Built upon Microsoft’s .Net framework, MicroTransport is a proprietary transportation management system (TMS) developed by PWC to provide customers with order/shipment visibility through an internet portal. MicroTransport is fully integrated with the EXE WMS and GPS units on each truck for real-time order/shipment visibility across the supply chain. Main functionality includes:

  • Customer order tracking
  • RFID compatibility
  • Vehicle tracking
  • Vehicle manifest details visibility
  • Vehicle aging by location
  • In-transit visibility
  • Vehicle status management
  • Convoy status management
  • Digital vehicle location mapping

Along with complete order/shipment visibility, MicroTransport also provides for dynamic and static routing, yard management, and has extensive reporting capabilities.

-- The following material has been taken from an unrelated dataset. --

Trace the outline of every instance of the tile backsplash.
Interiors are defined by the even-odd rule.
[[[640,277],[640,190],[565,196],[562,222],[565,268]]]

Except for performing customs inspections, PWC manages all customs clearance operations for the Kuwaiti government. Key to supporting the operation is its proprietary MicroClear customs management system. MicroClear has functions for full: cargo processing, customs declarations, risk management, cargo inspections, post clearance audits, case management, and revenue collection. It also fully supports the WCO’s harmonized commodity and coding system. The MicroClear system is currently being considered for use by two other countries.

In summary, with solid systems, a risk-taking entrepreneurial spirit, and a targeted approach to growth, PWC is on track to meet its eight-by-eight goals.